All of the most common words are short, resulting in a
very efficient transmission of information. I imagine
our distant ancestors sitting around the fire, drawing
information-theory equations with sticks in the mud to
come up with an optimally parsimonious language, after
which they would decide that they shouldn't have used
the word parsimonious
(popularity number 49 309) when something like concise would have sufficed.
All this is to say that our vocabulary is rather a
perfect blend—100 or so popular words used in everyday
conversation and writing, together with about 100 000
more esoteric words that get sprinkled in for effect or
special purpose.
Many other phenomena exhibit power-law (that is,
polynomial) statistics—cities ranked by population,
individuals by wealth, earthquakes by strength, Web
sites by number of hits, books by online sales. I would
even imagine that it applies to something like the
distribution of knowledge in electrical engineering. All
of us know Ohm's Law, for example, but perhaps only a
tenth of us are familiar with the basic concepts in
communications. Then maybe only one engineer in 1000 is
familiar with a particular protocol, and only one in 100
000 might be conversant with a particular paper in a
specific IEEE
Transactions. But this is what makes the
world go round; we have a lot of things in common, but
there is a long tail of specialties that makes each
individual unique.
Although power-law statistics have been long known,
the subject has gotten much recent attention under the
name “the long tail,” a phrase coined by Chris Anderson,
the editor in chief of Wired magazine, in an
article in 2004. Discussions have been prompted by the
difference between sales in the physical world, where
inventories are limited to the popular items, and those
in the virtual world of the Internet, where there is no
inventory constraint to eliminate all the rare items on
the long tail. In the virtual world, the many small
sales out on the long tail approximately equal the sales
of the few most popular items.
In most cases there are fundamental reasons that
statistics behave like a power law. For example, even
though it might seem as if individual choices should be
uniformly distributed among alternatives, an
individual's choice is often influenced by the choices
of others. This explains our herdlike behavior, with a
flocking around popular choices and a long tail of
individual dissent.
How could it be otherwise? Suppose for a moment that
power-law statistics weren't the norm and that choices
were uniformly distributed. What would the world be
like? With all 100 000 or so words equally likely, books
would be long and turgid but of little interest, because
there would be so few subjects of common concern. And of
course it would be almost impossible to learn a foreign language.

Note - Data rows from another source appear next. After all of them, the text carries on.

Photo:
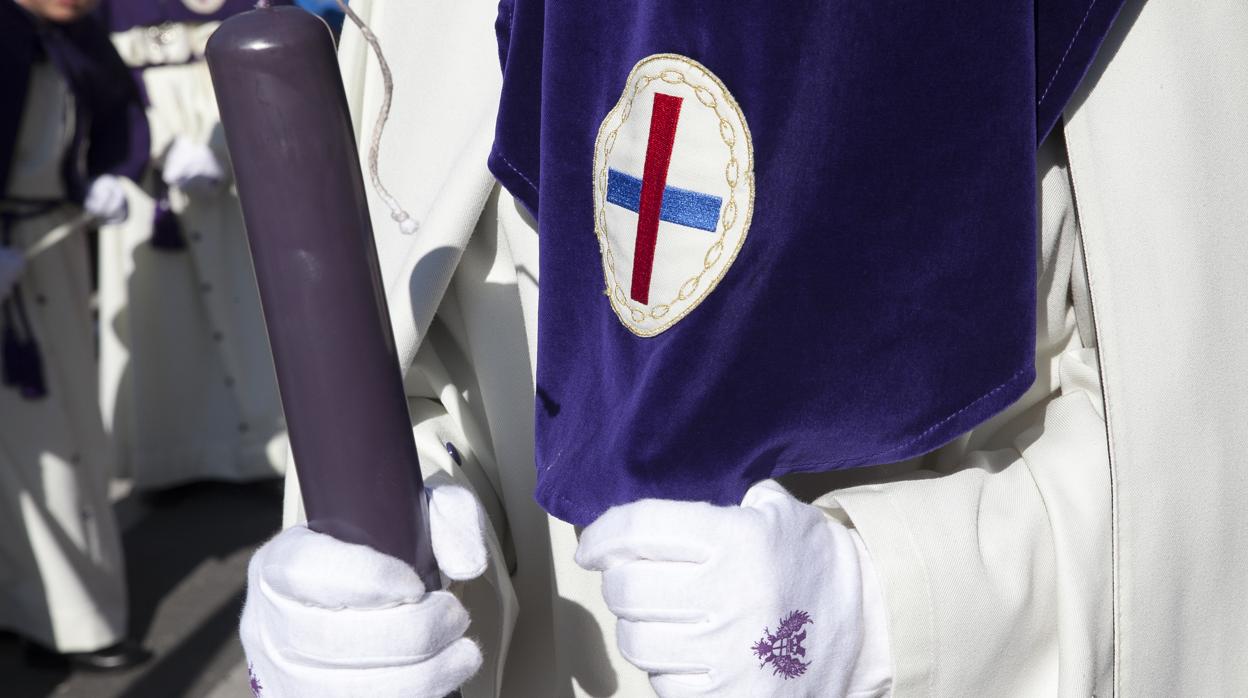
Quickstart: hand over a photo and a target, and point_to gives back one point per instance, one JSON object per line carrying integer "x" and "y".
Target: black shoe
{"x": 114, "y": 658}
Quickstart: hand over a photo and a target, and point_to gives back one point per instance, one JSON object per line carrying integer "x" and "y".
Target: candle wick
{"x": 406, "y": 222}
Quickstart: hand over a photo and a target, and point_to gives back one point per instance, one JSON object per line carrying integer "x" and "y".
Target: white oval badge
{"x": 673, "y": 191}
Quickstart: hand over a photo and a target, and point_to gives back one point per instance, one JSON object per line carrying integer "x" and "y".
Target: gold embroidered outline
{"x": 733, "y": 174}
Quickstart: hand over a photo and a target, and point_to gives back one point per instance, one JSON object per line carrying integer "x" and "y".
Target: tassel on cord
{"x": 406, "y": 222}
{"x": 399, "y": 215}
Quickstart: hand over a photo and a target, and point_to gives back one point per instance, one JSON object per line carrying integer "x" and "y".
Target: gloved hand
{"x": 106, "y": 200}
{"x": 192, "y": 167}
{"x": 760, "y": 599}
{"x": 11, "y": 262}
{"x": 328, "y": 618}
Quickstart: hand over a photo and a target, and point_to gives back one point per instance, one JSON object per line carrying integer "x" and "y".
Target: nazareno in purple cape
{"x": 111, "y": 137}
{"x": 884, "y": 300}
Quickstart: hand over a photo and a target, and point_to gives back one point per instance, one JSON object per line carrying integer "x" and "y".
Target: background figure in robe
{"x": 68, "y": 119}
{"x": 187, "y": 383}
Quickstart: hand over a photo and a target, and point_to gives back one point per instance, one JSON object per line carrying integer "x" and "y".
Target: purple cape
{"x": 112, "y": 134}
{"x": 884, "y": 300}
{"x": 120, "y": 15}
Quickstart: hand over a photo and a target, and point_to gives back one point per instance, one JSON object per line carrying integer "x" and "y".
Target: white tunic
{"x": 61, "y": 575}
{"x": 1045, "y": 553}
{"x": 186, "y": 378}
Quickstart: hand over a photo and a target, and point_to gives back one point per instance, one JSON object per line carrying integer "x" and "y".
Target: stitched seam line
{"x": 517, "y": 170}
{"x": 1068, "y": 46}
{"x": 926, "y": 432}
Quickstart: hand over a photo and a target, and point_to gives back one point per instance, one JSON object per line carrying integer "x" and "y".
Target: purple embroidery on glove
{"x": 783, "y": 649}
{"x": 255, "y": 682}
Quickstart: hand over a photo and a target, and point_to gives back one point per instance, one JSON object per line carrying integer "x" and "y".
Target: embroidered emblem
{"x": 673, "y": 191}
{"x": 783, "y": 648}
{"x": 252, "y": 681}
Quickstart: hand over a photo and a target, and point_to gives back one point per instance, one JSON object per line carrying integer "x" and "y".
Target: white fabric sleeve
{"x": 997, "y": 578}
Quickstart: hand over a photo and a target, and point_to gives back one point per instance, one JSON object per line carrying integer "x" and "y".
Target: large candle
{"x": 297, "y": 170}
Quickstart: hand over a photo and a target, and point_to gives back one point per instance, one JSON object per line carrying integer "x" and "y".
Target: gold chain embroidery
{"x": 733, "y": 176}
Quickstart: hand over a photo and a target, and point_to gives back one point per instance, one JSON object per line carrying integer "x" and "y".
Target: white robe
{"x": 1045, "y": 553}
{"x": 187, "y": 385}
{"x": 61, "y": 573}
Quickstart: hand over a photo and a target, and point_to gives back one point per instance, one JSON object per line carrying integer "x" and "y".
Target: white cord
{"x": 406, "y": 222}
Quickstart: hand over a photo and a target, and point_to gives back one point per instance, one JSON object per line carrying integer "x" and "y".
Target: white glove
{"x": 326, "y": 618}
{"x": 11, "y": 262}
{"x": 760, "y": 599}
{"x": 192, "y": 167}
{"x": 106, "y": 200}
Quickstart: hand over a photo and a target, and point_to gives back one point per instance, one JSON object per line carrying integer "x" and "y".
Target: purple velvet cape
{"x": 112, "y": 136}
{"x": 884, "y": 300}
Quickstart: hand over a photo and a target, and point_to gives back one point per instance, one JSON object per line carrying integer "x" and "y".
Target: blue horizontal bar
{"x": 680, "y": 206}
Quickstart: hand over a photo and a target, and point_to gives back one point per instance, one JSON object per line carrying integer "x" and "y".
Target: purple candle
{"x": 297, "y": 170}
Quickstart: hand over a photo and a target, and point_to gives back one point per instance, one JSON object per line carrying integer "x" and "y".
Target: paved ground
{"x": 186, "y": 557}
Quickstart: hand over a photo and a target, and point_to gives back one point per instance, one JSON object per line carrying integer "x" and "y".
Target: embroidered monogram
{"x": 256, "y": 688}
{"x": 673, "y": 191}
{"x": 784, "y": 648}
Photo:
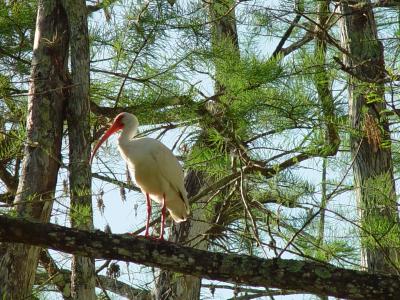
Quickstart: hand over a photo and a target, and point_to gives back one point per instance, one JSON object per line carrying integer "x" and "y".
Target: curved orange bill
{"x": 114, "y": 128}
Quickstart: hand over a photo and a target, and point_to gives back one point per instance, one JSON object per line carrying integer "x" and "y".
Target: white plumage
{"x": 154, "y": 168}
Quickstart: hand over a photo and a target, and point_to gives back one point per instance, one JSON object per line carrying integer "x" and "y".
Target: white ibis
{"x": 153, "y": 166}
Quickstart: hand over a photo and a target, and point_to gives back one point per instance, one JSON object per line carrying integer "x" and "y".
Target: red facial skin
{"x": 117, "y": 125}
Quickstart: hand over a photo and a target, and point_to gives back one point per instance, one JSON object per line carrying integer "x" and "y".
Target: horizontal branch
{"x": 303, "y": 276}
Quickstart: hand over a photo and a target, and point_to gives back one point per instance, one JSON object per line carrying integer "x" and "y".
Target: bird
{"x": 154, "y": 168}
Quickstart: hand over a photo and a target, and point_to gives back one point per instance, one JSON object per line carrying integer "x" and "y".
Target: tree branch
{"x": 303, "y": 276}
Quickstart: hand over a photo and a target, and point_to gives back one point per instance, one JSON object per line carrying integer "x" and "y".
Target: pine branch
{"x": 61, "y": 278}
{"x": 303, "y": 276}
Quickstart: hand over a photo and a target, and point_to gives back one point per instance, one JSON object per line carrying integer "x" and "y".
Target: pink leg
{"x": 163, "y": 212}
{"x": 148, "y": 201}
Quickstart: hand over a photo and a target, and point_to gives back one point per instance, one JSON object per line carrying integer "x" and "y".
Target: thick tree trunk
{"x": 78, "y": 112}
{"x": 370, "y": 141}
{"x": 38, "y": 179}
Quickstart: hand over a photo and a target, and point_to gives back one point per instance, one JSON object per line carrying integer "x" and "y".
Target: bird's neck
{"x": 127, "y": 134}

Population would be uniformly scattered about the
Earth. There would be no cities, and whole countries
would be like New Jersey, where I have to describe my
home's location by the nearest exit number on the Garden
State Parkway. For better or for worse, wealth would be
uniformly distributed, and perhaps neither cathedrals
nor slums would be so prevalent.
I'm sure that you can provide your own suppositions,
but perhaps we could all agree that we wouldn't want to
inhabit such a world. Our ancient ancestors around the
fire figured this out a long time ago.